Lectin isolated from Abelmoschus esculentus induces caspase mediated apoptosis in human U87 glioblastoma cell lines and modulates the expression of circadian clock genes.

Lectins are a cluster of proteins which are capable of recognizing and binding to glycoconjugates and are extensively found in plants, animals, fungi and bacteria. Plant-derived lectins have been gaining importance over the years due to their innumerable biological activities and also have the added possibility of being compatible to the human system while simultaneously exhibiting properties like antimicrobial and antitumor activities. Abelmoschus esculentus (AE) commonly known as okra is a vegetable with medicinal properties. AE extracts are used to treat disorders such as constipation, microbial infection, urine retention, hypoglycemia and inflammation in humans. Previous studies showed that lectin isolated from AE exhibited anti inflammatory, anti nociceptive, anticancer, antioxidant and hemagglutinating activities. However, the antitumor effect of the lectin derived from this plant against neural cancer cells still remains unexplored. Glioblastoma is a malignant tumor of the nervous system. Treatment options for patients afflicted by glioblastoma is limited to surgical resection, preceded by radiation therapy and followed by chemotherapy.

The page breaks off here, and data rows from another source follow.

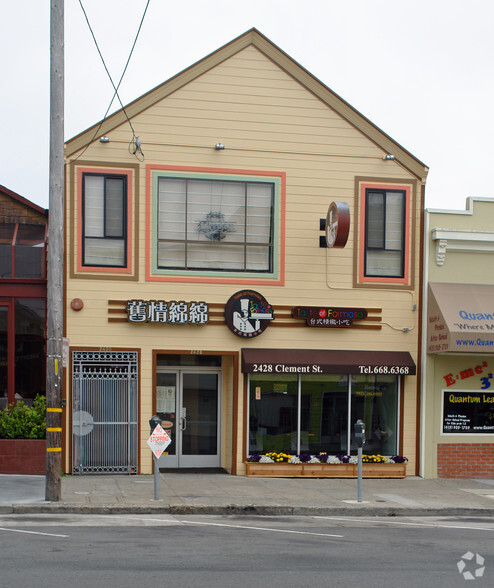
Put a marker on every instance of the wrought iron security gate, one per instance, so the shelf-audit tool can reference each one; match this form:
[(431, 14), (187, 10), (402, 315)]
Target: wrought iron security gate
[(104, 412)]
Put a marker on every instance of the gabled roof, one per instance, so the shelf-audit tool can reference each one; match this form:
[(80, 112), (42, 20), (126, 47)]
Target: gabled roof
[(22, 200), (254, 38)]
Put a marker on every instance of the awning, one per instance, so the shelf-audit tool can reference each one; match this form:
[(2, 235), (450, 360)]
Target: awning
[(460, 317), (325, 361)]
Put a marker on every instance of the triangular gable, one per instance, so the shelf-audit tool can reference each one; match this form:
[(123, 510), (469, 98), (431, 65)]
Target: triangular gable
[(14, 208), (253, 38)]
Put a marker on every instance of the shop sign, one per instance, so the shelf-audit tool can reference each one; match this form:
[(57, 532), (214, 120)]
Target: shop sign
[(470, 372), (248, 313), (171, 312), (468, 412), (318, 316)]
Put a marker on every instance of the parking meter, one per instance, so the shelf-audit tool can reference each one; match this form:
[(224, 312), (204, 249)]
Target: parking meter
[(360, 433), (154, 421)]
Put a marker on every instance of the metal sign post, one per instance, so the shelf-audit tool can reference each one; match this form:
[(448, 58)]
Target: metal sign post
[(158, 442), (359, 440)]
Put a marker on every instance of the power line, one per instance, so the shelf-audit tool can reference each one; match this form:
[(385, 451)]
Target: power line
[(116, 94)]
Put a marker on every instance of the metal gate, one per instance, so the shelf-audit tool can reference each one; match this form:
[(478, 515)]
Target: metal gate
[(104, 412)]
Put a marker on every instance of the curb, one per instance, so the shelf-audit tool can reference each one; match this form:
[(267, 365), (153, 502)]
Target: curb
[(244, 510)]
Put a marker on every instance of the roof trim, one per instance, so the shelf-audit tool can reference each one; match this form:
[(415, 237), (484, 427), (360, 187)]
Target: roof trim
[(255, 38), (23, 200)]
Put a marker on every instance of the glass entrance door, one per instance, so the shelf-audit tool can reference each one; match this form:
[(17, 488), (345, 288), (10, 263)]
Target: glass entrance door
[(188, 403)]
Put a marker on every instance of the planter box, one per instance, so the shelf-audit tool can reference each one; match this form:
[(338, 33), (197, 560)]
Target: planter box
[(23, 456), (322, 470)]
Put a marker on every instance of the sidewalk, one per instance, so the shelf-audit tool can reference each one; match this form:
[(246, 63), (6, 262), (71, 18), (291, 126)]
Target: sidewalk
[(208, 493)]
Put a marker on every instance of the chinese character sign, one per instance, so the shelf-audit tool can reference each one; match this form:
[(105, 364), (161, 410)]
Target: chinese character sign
[(172, 312)]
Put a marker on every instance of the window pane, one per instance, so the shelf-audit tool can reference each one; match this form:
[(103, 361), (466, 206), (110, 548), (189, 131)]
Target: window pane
[(273, 414), (215, 256), (6, 236), (171, 209), (106, 252), (171, 255), (375, 220), (384, 263), (375, 401), (216, 211), (94, 206), (30, 355), (211, 218), (259, 213), (258, 259), (115, 207), (394, 220), (324, 418), (30, 251)]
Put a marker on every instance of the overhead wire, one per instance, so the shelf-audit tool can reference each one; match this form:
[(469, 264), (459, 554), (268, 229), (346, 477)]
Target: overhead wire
[(135, 140)]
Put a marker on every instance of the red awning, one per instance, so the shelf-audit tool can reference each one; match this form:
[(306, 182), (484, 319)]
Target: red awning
[(325, 361)]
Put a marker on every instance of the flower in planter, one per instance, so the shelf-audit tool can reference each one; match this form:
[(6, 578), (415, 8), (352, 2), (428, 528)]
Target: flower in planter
[(333, 459), (294, 459)]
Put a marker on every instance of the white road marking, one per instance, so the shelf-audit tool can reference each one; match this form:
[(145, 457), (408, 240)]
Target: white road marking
[(393, 522), (32, 532), (261, 529)]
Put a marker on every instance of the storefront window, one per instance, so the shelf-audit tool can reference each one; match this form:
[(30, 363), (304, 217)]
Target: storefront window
[(29, 348), (3, 356), (313, 410), (324, 414), (375, 401), (273, 413)]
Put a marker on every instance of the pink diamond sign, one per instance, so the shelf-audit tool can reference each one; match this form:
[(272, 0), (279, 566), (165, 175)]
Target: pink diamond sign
[(159, 441)]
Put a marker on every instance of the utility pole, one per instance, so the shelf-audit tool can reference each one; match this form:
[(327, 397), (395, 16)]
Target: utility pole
[(55, 258)]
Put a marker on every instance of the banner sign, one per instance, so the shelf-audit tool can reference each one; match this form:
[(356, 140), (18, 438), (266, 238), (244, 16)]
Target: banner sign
[(317, 316), (172, 312), (468, 412)]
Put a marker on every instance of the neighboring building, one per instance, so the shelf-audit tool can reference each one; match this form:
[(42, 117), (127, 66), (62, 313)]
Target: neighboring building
[(23, 233), (197, 287), (458, 346)]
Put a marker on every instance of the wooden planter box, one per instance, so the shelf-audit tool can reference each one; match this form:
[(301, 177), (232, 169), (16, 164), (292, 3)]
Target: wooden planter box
[(23, 456), (322, 470)]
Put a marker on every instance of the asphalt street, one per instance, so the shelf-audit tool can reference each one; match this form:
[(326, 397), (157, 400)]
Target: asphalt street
[(225, 551)]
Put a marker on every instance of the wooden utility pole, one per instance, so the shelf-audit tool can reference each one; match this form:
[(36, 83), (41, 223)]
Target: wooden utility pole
[(55, 258)]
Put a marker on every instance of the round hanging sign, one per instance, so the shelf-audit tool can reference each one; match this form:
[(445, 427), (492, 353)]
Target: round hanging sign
[(248, 313), (337, 224)]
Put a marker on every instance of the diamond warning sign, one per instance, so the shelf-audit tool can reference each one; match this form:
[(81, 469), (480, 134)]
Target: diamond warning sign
[(159, 441)]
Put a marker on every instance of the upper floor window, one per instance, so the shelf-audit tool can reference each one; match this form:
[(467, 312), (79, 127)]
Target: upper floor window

Hence it would be of interest to identify novel bio molecules with ability to selectively target glioblastoma with minimum side effects. In this aspect, lectins from vegetables that are commonly used as food products could offer a promising lead as anticancer molecules. The present study proves the anti-proliferative effect of lectin isolated from AE on human U87 glioma cells. MTT assay showed significant concentration dependent cytotoxic activity and the IC50 value was calculated as 21 μg/ml. Further, annexin V/FITC staining by FACS, the expression of caspase 3 and 7 and the circadian genes clock and Bmal1 using RT-PCR and the generation of intracellular ROS, cell cycle analysis by FACS revealed the ability of AEL to induce effective apoptosis.